花屋敷の主人は蛍に恋をする
27話「ブラックティー」
27話「ブラックティー」
☆☆☆
「…………菊那。いらっしゃい。驚きました」
いつも落ち着いた様子の樹だが、その日はどことなく違っていた。セットされている髪ではなく、少し乱雑のままだったし、服もシャツに緩いズボンという格好だった。起きてからボーッとしていた、という感じで新鮮だった。
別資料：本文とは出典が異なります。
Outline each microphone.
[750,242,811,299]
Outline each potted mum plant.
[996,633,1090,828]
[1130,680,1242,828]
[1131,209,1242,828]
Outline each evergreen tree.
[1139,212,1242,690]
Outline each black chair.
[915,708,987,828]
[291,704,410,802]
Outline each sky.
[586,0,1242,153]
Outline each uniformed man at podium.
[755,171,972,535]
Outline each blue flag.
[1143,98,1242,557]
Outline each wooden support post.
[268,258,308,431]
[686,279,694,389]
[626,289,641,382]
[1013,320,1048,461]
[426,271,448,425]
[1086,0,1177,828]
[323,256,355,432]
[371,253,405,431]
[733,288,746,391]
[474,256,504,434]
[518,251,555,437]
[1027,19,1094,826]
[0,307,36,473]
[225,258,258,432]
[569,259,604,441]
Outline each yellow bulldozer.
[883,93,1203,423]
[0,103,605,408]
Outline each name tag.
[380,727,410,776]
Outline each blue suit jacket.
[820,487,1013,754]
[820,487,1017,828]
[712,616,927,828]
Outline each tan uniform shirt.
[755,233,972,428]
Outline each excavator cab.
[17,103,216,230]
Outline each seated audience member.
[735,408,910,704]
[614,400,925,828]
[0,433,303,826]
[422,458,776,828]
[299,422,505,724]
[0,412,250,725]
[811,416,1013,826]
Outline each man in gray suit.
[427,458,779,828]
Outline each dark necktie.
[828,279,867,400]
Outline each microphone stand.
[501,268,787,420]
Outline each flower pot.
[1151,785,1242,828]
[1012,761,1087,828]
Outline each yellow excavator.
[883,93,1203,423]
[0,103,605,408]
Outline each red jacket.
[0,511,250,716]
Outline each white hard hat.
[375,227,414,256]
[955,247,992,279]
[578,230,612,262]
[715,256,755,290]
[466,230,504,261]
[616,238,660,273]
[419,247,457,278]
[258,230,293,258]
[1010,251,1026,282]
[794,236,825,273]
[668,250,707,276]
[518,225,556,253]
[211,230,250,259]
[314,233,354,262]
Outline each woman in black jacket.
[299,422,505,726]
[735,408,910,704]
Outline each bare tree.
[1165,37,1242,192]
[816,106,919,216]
彼と一緒に寝てもいつも先に起きるのは樹の方だったし、服装も隙がなく完璧だった。
けれど、突然の来訪だったので、まさか菊那が来ると思っていなかったのだろう。
樹はとても驚いた顔をした後に、恥ずかしそうにしながらも菊那を屋敷に招き入れてくれた。
「突然来てごめんなさい」
「いいんですよ。恋人なのですから。鍵をお渡ししていつでも来ていただきたいほどです」
「……………樹さんって、さらって嬉しいこと言っちゃいますよね」
「そうですか?本心ですよ」
先日の事があり、ぎくしゃくした会話になると思っていたが、いつも通り話が出来た事に菊那は安心した。こうやって、笑い合えるのは嬉しいことだと離れている間に実感した。
その日は梅雨空で、シトシトと雨が降っていた。だが、それも雰囲気があるのでおすすめだと樹は庭に案内してくれた。